Special Report

The 20 Largest Armies Assembled During the Civil War

MPI / Archive Photos via Getty Images

From the Attack on Fort Sumter in April 1861 to General Robert E. Lee’s surrender at Appomattox Courthouse in April 1865, the Civil War was the most devastating conflict in U.S. history. Between the Union and Confederate forces, as many as 3.9 million troops were mobilized to fight, and an estimated 620,000 were killed – comparable to about 41.5 million troops and 6.5 million fatalities with today’s population base.

With federalist, free states, and territories in the Northeast, Midwest, and West Coast pitted against anti-federalist, slave states in the South, both the Union and Confederate sides of the war raised armies of unprecedented size to support their respective causes. Typically structured in distinct, hierarchical fighting units – from smaller regiments to larger brigades, divisions, and corps – the armies of the Civil War often counted tens of thousands of troops in their ranks. 

With ever evolving circumstances, objectives, and strategies, many armies of the Civil War existed for only a few months before being dissolved and integrated into new or existing armies. Others, meanwhile, lasted for years.  

Using data from An Encyclopedia of American History, a peer reviewed reference guide, 24/7 Wall St. identified the largest and most important armies of the Civil War. We ranked the 10 largest Union and 10 largest Confederate armies by reported troop strength. It is important to note that for each army on this list, troop size varied considerably throughout the war, and reported figures represent only a snapshot of their ranks. In cases where estimates of a single army’s troop count was provided as a range, we favored the larger enlistment figure. 

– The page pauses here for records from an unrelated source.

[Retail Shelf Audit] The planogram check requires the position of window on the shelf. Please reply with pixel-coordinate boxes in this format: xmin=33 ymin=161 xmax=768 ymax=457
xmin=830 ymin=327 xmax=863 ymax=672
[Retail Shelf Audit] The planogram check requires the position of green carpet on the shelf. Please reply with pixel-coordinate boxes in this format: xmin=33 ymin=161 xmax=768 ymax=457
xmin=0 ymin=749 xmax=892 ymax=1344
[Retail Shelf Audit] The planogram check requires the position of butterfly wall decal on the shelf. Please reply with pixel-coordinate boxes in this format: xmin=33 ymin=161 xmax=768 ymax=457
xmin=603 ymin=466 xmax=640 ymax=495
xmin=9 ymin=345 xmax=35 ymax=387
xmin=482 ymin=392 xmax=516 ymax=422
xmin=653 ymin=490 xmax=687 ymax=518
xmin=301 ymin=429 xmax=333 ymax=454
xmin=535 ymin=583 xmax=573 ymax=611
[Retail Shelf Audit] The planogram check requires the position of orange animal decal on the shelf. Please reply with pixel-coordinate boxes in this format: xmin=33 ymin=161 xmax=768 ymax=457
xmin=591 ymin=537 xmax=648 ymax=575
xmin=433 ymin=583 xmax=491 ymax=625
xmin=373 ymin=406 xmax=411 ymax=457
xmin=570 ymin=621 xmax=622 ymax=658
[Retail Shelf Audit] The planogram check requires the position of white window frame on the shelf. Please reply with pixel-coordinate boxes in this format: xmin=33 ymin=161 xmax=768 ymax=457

Throughout the war, the Confederacy was outmanned and outgunned by their Union adversaries. Nearly 2.7 million soldiers enlisted to fight for the Union, compared to between 750,000 and 1.2 million Confederate troops. With limited manpower, Confederate armies were often smaller than Union armies. All of the five smallest armies on this list fought on the Confederate side, while three of the five largest armies belonged to the Union. (Here is a look at the states that sent the most troops to the Civil War.)

The largest and most important armies of both the Union and Confederate forces were their primary fighting force in the Eastern Theater for most of the war – the Army of the Potomac on the Union side, with an estimated 120,000 troops, and the Army of Northern Virginia on the Confederate side, with ranks totalling about 90,000. These armies were led by some of the most well-known generals of the war, including George B. McClellan and Ambrose E. Burnside on the Northern side, and P.G.T. Beauregard and Robert E. Lee of the South. (Here is a look at the states where the most battles were fought during the Civil War.)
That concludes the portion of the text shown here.